Commercial property prices have clearly taken a nosedive, but Moody’s says the pace of decline appears to be moderating. From February to May of this year, the Moody’s/REAL CPPI averaged a drop of 4.6 percent, falling more than 7 percent during the months of April and May. But looking at the June to September four-month period, the average decline has retreated to just 3.2 percent.
Still, the agency’s analysts expect commercial property values to fall in the coming months by as much as 12 percent more from the October 2007 peak before experiencing a modest rebound to be followed by a long, gradual recovery.
In a report accompanying the agency’s price index, Nick Levidy, Moody’s managing director, explained that cash flows for properties with short-term lease structures, such as hotels and multifamily, are likely to hit bottom in 2010 or early 2011. The bottom for office, retail, and industrial properties, he says, will take longer to form.
“We believe that valuations will rebound off the bottom and settle in for the longer term at levels 30 percent to 40 percent below the market top as liquidity and investors return to the sector and property cash flows begin to recover,” Levidy said.

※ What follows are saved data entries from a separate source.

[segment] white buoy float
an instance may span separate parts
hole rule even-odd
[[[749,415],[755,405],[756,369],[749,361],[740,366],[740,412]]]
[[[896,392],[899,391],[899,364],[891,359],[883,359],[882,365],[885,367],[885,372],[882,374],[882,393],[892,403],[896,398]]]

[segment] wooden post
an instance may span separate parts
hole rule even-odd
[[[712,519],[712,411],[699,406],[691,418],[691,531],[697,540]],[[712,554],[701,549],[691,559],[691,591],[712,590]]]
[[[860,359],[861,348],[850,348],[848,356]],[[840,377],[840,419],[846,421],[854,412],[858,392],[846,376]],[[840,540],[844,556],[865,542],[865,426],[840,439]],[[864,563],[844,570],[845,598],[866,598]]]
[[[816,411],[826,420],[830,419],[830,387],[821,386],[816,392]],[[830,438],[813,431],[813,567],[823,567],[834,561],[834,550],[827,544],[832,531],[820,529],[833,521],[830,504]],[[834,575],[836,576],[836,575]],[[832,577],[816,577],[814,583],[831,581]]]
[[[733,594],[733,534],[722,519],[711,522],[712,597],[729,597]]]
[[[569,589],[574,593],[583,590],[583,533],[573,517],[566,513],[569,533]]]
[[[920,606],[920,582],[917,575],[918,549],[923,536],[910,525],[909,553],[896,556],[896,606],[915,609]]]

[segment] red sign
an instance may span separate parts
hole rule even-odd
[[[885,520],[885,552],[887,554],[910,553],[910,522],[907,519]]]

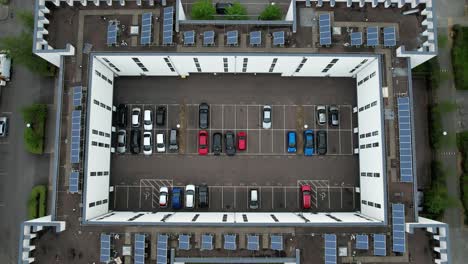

According to Levidy, in general, commercial real estate lags the overall economy and is dependent on both business and consumers for demand, but he says specific property types are strongly affected by certain macroeconomic metrics. “Employment growth is fundamental, for example, to the office property market,” Levidy said. “The health of the residential housing market is a key for the multifamily sector and retail properties are greatly dependent on rising consumer confidence.”
Cash flows from properties that back commercial mortgage backed securities (CMBS) will recover slowly over a period of several years, Moody’s said in its report. In addition, refinancing risk on CMBS will grow as maturities near on bonds issued during the 2007 peak of the market.